A solution containing ethyl alcohol and propyl alcohol has a vapour pressure of `290mm` at `30^(@)C`. Find the vapour pressure of pure ethyl elcohol if its mole fraction in the solution is `0.65`. The vapour pressure of propyl alcohol is `210`mm at the same temperature.
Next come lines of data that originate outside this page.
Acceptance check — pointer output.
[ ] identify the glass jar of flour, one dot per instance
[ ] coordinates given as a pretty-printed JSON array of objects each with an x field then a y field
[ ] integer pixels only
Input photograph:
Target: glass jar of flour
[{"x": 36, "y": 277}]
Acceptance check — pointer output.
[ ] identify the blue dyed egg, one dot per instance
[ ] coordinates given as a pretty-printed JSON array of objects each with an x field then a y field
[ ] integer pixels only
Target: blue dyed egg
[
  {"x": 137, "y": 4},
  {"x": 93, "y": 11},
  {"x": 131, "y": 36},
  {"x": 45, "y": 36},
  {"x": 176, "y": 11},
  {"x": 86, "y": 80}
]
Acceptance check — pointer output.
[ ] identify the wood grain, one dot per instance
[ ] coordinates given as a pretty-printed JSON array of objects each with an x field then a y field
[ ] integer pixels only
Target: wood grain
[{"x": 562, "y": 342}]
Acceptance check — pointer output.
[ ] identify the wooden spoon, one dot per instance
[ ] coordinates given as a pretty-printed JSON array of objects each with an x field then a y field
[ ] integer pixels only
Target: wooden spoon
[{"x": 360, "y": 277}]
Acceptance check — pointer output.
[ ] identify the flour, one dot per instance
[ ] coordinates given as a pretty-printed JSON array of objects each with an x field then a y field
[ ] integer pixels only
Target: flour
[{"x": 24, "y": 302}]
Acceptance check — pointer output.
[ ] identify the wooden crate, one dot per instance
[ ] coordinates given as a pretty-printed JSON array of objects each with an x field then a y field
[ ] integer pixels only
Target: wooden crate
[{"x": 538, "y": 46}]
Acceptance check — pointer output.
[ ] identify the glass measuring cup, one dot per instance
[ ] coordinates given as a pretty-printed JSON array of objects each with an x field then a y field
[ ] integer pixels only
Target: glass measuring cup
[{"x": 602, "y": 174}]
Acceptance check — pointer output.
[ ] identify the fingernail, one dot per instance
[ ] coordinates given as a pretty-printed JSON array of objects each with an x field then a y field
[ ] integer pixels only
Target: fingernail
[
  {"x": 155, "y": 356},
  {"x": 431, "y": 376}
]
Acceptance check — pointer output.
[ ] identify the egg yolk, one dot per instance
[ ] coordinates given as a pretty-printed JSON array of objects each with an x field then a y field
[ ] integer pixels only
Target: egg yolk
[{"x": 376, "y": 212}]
To solve the problem, we will use Raoult's Law, which states that the vapor pressure of a solution is equal to the sum of the partial vapor pressures of each component in the solution. The formula is given by: \[ P_{total} = P^0_A \cdot X_A + P^0_B \cdot X_B \] Where: - \( P_{total} \) = total vapor pressure of the solution - \( P^0_A \) = vapor pressure of pure component A (ethyl alcohol) - \( X_A \) = mole fraction of component A (ethyl alcohol) - \( P^0_B \) = vapor pressure of pure component B (propyl alcohol) - \( X_B \) = mole fraction of component B (propyl alcohol) Given: - \( P_{total} = 290 \, \text{mmHg} \) - \( X_A = 0.65 \) - \( P^0_B = 210 \, \text{mmHg} \) - \( X_B = 1 - X_A = 1 - 0.65 = 0.35 \) We need to find \( P^0_A \) (the vapor pressure of pure ethyl alcohol). ### Step 1: Substitute the known values into the equation Using the formula: \[ 290 = P^0_A \cdot 0.65 + 210 \cdot 0.35 \] ### Step 2: Calculate the contribution of propyl alcohol to the total vapor pressure Calculate \( 210 \cdot 0.35 \): \[ 210 \cdot 0.35 = 73.5 \, \text{mmHg} \] ### Step 3: Substitute this value back into the equation Now we have: \[ 290 = P^0_A \cdot 0.65 + 73.5 \] ### Step 4: Isolate \( P^0_A \) Subtract \( 73.5 \) from both sides: \[ 290 - 73.5 = P^0_A \cdot 0.65 \] \[ 216.5 = P^0_A \cdot 0.65 \] ### Step 5: Solve for \( P^0_A \) Now, divide both sides by \( 0.65 \): \[ P^0_A = \frac{216.5}{0.65} \] Calculating this gives: \[ P^0_A \approx 333.85 \, \text{mmHg} \] ### Final Answer The vapor pressure of pure ethyl alcohol at 30°C is approximately **333.85 mmHg**. ---